Au Centre Pompidou, ils sont tous très concentrés sur cette période 1928-1936, historiquement inévitable, mais aussi esthétiquement fondamentale. Les piliers de la collection photo du musée, ce sont le surréalisme, la nouvelle vision et, désormais, le documentaire social, depuis qu’ont été acquis 7 000 tirages de la collection Christian Bouqueret. Trois ans de recherches ont été nécessaires pour revisiter, grâce à ce fonds et à celui, inestimable aussi, d’Éli Lotar, l’histoire de cette photo militante de l’entre-deux-guerres qui va ouvrir la voie au photojournalisme engagé de la guerre d’Espagne et à la photo dite humaniste. Ironie du sort, l’urgence d’une prise de conscience politique et sociale l’emportant sur tout, leurs successeurs s’empressent de taxer les surréalistes et auteurs de la nouvelle vision de « formalisme bourgeois »…

Le grand photomontage de Charlotte Perriand

Sur les cimaises de la galerie photo, on voit le Paris pauvre mais pittoresque d’Eugène Atget (1857-1927) laisser place à la naissance d’une esthétique documentaire dénonçant, par exemple, l’existence de bidonvilles dans la « Zone » de Saint-Ouen, Saint-Denis.

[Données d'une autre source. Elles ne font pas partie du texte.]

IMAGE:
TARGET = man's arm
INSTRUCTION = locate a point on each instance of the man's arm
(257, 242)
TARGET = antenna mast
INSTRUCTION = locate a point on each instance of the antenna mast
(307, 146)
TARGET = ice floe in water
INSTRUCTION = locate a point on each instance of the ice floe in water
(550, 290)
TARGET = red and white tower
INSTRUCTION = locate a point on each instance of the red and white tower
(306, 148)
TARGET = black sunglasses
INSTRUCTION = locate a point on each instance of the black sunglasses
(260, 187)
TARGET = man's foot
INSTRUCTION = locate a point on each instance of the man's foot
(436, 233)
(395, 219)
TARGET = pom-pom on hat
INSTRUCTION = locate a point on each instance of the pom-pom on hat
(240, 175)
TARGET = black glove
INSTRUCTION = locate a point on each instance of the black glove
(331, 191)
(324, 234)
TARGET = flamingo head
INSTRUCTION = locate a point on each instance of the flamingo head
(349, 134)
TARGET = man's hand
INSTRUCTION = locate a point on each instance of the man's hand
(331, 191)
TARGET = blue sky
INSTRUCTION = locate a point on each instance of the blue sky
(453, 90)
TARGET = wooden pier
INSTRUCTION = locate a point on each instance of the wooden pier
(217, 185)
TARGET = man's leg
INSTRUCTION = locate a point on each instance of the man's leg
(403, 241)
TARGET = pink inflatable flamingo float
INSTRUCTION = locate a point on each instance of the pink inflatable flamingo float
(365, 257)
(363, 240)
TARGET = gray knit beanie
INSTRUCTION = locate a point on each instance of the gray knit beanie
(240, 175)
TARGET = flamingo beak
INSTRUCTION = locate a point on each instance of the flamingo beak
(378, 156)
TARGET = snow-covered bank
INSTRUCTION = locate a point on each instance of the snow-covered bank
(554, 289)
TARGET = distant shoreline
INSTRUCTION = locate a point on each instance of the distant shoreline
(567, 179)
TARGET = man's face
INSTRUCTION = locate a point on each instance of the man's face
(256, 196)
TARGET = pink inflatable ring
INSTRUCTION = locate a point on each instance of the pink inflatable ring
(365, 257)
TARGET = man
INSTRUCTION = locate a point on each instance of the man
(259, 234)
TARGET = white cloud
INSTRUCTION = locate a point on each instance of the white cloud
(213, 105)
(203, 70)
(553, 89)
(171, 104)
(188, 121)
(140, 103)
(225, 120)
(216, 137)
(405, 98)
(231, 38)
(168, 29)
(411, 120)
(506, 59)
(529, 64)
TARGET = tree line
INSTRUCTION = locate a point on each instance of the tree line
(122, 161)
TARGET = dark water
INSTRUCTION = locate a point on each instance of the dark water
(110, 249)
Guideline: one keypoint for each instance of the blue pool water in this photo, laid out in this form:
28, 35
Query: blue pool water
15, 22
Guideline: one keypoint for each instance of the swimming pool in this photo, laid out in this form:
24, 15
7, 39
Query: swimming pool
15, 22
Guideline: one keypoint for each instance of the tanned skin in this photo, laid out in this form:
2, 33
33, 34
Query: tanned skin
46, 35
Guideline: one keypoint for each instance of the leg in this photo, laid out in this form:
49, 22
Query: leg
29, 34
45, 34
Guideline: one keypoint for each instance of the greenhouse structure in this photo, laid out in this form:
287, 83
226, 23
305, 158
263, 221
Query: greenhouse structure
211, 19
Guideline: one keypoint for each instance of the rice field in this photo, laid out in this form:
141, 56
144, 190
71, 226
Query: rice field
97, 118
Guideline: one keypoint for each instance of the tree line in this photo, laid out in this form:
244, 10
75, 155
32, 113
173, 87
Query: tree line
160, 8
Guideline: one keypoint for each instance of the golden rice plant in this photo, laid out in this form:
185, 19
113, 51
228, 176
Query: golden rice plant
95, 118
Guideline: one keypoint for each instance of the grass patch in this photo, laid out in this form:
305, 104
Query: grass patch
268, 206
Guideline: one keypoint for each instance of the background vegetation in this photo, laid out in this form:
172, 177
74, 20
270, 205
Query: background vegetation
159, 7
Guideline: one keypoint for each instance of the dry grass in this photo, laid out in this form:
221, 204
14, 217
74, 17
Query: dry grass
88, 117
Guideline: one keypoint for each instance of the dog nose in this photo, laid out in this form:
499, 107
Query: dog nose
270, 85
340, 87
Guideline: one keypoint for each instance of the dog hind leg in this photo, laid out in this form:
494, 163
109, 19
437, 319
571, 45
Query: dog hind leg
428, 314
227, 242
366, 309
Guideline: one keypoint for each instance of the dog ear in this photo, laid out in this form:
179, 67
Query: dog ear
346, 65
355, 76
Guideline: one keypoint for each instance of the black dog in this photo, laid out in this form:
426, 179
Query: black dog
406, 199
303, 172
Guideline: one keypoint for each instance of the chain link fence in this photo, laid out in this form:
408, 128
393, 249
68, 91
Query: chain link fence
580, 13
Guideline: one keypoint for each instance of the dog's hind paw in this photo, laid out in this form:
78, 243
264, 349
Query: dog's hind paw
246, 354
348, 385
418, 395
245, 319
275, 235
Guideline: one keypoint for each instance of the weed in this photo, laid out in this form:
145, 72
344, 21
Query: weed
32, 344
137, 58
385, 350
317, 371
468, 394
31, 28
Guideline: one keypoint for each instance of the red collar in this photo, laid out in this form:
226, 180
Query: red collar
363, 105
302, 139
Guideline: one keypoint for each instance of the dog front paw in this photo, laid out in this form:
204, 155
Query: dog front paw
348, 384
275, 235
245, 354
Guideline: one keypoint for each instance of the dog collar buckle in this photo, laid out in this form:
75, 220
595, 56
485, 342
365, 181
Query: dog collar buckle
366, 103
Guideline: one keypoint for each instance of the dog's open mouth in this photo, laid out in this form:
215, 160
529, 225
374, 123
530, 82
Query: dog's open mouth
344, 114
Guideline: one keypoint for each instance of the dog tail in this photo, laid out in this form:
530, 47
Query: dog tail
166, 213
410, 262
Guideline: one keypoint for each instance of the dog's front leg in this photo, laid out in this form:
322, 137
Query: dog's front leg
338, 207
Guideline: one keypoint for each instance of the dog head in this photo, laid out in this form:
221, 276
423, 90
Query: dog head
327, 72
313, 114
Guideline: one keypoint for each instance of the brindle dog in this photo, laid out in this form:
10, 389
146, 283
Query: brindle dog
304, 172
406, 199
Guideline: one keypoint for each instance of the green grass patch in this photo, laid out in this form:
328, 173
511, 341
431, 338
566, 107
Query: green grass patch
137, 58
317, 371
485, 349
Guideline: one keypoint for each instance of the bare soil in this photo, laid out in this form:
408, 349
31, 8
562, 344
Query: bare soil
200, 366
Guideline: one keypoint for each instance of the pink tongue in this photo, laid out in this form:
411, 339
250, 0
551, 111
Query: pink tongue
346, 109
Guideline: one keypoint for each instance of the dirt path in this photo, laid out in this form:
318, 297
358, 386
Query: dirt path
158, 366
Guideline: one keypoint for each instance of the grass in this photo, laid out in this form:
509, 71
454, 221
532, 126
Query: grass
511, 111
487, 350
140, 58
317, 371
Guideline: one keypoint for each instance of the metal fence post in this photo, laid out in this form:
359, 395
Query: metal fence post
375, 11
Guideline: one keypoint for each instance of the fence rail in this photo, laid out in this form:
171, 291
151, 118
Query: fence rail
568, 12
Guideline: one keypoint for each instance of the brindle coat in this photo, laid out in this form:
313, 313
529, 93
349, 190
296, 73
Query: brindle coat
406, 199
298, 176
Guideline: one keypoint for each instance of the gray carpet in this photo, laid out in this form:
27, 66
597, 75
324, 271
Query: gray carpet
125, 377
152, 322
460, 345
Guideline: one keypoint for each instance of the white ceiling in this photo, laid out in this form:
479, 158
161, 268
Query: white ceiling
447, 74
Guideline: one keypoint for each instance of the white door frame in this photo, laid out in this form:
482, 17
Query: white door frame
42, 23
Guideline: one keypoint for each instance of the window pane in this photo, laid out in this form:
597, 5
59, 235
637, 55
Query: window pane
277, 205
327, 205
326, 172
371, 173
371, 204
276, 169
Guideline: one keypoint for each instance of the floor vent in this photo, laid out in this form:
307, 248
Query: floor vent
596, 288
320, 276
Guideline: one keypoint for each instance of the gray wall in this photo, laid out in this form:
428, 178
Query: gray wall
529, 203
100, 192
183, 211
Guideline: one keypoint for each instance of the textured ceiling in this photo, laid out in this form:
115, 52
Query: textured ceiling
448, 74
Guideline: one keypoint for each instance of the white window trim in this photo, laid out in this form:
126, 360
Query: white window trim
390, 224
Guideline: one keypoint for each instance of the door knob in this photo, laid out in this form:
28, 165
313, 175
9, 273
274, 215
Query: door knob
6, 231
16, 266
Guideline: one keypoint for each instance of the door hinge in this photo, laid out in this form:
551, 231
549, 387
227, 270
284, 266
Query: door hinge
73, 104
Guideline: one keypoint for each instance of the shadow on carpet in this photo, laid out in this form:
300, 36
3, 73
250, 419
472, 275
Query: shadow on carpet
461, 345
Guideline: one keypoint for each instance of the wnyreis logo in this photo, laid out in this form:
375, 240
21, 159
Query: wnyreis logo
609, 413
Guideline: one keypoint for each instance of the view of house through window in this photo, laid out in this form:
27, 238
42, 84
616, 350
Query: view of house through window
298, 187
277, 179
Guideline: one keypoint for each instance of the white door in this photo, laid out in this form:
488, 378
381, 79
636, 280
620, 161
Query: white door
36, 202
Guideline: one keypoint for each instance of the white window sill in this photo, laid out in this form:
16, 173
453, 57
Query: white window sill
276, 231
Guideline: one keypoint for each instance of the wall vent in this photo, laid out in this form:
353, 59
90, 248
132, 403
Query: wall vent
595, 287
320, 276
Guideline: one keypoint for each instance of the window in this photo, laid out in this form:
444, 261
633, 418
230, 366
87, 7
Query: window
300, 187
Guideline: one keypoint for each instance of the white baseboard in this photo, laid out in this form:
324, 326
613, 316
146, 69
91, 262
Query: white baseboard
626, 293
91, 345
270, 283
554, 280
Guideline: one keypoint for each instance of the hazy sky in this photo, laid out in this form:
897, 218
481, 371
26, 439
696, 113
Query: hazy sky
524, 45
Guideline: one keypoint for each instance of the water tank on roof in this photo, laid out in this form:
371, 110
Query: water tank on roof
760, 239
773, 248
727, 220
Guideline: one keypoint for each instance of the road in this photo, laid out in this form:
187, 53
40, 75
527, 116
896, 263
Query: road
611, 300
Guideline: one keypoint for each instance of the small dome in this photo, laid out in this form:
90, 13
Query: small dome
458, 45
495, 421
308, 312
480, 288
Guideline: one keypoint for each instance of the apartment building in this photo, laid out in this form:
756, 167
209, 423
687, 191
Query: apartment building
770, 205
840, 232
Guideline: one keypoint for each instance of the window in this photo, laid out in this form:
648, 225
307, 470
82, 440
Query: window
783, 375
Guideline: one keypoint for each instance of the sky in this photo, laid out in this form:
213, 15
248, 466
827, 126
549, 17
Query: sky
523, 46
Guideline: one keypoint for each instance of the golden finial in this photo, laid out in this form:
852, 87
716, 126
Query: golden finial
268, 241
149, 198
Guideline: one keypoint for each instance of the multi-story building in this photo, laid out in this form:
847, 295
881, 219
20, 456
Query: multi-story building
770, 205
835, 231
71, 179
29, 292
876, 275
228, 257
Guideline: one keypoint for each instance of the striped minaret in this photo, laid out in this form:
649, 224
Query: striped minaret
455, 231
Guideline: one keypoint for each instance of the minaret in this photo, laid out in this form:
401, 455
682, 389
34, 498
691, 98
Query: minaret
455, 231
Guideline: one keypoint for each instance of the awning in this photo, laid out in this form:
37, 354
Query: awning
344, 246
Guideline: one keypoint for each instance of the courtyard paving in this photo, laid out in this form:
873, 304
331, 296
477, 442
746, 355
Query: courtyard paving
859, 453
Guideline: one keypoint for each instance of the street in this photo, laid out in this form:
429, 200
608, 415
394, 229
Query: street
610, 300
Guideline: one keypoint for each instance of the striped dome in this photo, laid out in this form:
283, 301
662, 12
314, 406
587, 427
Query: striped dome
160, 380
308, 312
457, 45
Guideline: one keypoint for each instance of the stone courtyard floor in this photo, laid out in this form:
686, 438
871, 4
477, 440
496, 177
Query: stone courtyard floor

La grande Charlotte Perriand, membre de la section architecture de l’AEAR, se lance dans un puissant et monumental photomontage, la Grande Misère de Paris. Elle puise dans le fonds d’archives utiles au prolétariat qui se constitue et circule grâce aux pages des magazines comme Vu, Nos regards ou l’Humanité, accompagnées de légendes et de textes d’écrivains, tels Louis Aragon ou Henri Barbusse. La crème des photographes d’avant-garde est à la manœuvre, de Germaine Krull et d’Éli Lotard à Jacques-André Boiffard, Chim, André Kertesz, Willy Ronis, Henri Cartier- Bresson, René Zuber…

Dans ce répertoire singulier, plein de photomontages chers à Heartfield, l’iconographie s’entiche bientôt de la figure héroïsée du prolétaire, de l’enfant au drapeau, du poing levé. Nombre de documents, souvent inédits, attestent, dans cette riche exposition qui tente des reconstitutions, d’une histoire formelle qui nous est chère et à laquelle notre journal a pleinement participé.

Jusqu’au 4 février, galerie de photo, niveau – 1, Centre Pompidou, accès gratuit.
Catalogue Textuel-Centre Pompidou, 304 pages, 49 euros.